Do With Those Stars In Your Eyes

Part I.
Part II.
Part III.

Part IV.
When you’re working as fast as you can at something you haven’t done before you have little time for reflection. You skeedaddle in the moment and ponder later. Then again, sometimes you scamper and consider and hope your feet don’t get tangled in a low-hanging thought, like driving like Jehu across four states and realizing you have to get up after 5 for an 8 AM garage sale.

Well, that sucks, huh?

After dinner, there was still organizing to do.

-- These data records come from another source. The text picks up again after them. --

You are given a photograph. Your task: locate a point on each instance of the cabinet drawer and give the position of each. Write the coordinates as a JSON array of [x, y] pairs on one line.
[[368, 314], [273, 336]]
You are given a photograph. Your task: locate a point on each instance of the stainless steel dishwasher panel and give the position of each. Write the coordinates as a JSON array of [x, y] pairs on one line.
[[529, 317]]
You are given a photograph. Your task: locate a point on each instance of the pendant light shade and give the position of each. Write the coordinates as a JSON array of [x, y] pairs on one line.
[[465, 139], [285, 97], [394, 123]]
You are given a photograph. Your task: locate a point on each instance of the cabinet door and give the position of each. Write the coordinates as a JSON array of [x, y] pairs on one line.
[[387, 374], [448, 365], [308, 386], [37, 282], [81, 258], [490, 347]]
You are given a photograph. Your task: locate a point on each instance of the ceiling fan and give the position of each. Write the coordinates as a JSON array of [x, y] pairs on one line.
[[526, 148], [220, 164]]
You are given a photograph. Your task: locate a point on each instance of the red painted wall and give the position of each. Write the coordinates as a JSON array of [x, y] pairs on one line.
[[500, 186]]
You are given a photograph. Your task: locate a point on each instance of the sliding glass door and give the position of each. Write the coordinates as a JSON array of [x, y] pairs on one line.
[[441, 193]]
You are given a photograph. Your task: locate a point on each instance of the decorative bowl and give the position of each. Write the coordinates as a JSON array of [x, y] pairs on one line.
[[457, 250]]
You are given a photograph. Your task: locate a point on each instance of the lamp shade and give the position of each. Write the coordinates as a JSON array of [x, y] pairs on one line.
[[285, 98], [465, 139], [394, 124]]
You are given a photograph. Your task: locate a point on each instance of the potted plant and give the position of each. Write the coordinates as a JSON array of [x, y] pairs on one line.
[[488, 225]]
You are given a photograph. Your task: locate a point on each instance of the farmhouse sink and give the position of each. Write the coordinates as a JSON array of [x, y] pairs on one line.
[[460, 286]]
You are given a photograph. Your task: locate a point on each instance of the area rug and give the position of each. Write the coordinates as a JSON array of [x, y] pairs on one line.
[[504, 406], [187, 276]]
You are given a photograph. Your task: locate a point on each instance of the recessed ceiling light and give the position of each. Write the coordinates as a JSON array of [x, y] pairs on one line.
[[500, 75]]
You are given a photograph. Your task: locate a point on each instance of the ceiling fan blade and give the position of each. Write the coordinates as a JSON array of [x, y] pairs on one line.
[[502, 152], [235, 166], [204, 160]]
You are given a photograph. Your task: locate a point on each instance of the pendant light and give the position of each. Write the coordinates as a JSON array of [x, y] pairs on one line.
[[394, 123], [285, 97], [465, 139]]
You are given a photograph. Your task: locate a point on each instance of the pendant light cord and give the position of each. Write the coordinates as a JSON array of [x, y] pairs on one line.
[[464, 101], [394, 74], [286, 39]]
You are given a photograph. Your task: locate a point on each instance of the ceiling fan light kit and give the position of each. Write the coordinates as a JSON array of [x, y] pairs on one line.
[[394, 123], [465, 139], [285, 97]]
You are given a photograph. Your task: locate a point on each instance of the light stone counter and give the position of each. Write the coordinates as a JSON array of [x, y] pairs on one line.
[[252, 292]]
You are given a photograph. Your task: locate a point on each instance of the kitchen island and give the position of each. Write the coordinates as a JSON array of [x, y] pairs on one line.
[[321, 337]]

Pete and I cleaned up and plunked down at the kitchen table, where we played The Price Is Right with Darla and Daria.

Daria: What do you think of this?
Pete: What is it?
Daria: A matching set of cheesy glass candleholders that weigh a ton.
Tata: $3!
Pete: Two for $5!
Daria: Sold!

The auctioneer peeled off pre-printed price tags and stuck them on things, over and over, until we were too bleary to continue.

Darla: This thing?
Tata: $1.
Darla: Why a dollar?
Tata: Maybe I don’t have to look at it again?
Darla: Good point.

On Friday night, the oddness of putting prices on Dad’s things did not really penetrate my travel exhaustion and white wine fog, which did not facilitate sleep. In my own bed, I’m not a good sleeper. For instance, this morning, I wandered into the kitchen, fed the kittens breakfast, thought about breakfast and fired up the laptop before noticing it was 2 AM. I went back to bed.

Pete: Whatcha doin’?
Tata: Evidently, I felt an overpowering subconscious need to spoon a quarter can of cat food into a bowl twice.

Next thing I knew the alarm blared and it was just after six, so I’m not just a bad sleeper, I make sleep mistakes. Likewise, the night before the garage sale, I tossed and turned. Then, because I’m thorough, I checked my work by tossing and turning again. Finally, around 5, I heard one of Darla’s cats register a complaint from outside, so I went downstairs to let him in. When I came back up the stairs, Daria popped out of her bedroom door, fully wound.

Daria: You’re up! Can I get up now? I can get up now that someone else is up!
Tata: It’s still dark out.
Daria: I’m up! Is it time to get up yet?
Tata: Sure. Why don’t you make us some coffee? Most of us will really need that.

Darla appeared at the other end of the hall like the sitcom wacky neighbor.

Darla: Where’s everyone else? We have to be at Cleo’s in half an hour.
Tata: It’s still dark out.
Daria: Dara’s teenage butt’s still in bed.
Tata: I have to shower before other humans smell me.
Darla: Cleo reminded me that even though I advertised for an 8 AM start, I should expect crazy fuckers before 6.
Tata: Intriguing! I have to tell Pete we expect early bird crazy fuckers.

Minutes later, I discovered that Darla had vigorously cleaned the common bathroom, which would have been newsworthy anytime but was made even more so because I had to wash my entire person with Pantene-knockoff shampoo. I couldn’t wait to tell Daria that Darla had emptied the once-packed bathroom of dozens of personal cleaning products and bathing came with full-body frizz control. Darla went on ahead to Cleo’s house. Pete, Daria, Dara and I followed half an hour later as the sun rose and as we pulled up, crazy fuckers were already standing on Cleo’s lawn.

It was at this instant I realized that ads in the Staunton News Leader, signs on poles and chatter on WSVA, where Dad was on the radio for 20 years, had brought all these people here for a piece of Dad. I had no illusion that he belonged to me or to us and that by keeping these objects I could keep him. Dara’s been a local celebrity since before she was born because Dad was always a public person. He’s gone. Still, I hesitated for just a moment. Then, I grabbed a box and lugged it past those people to a table in the yard.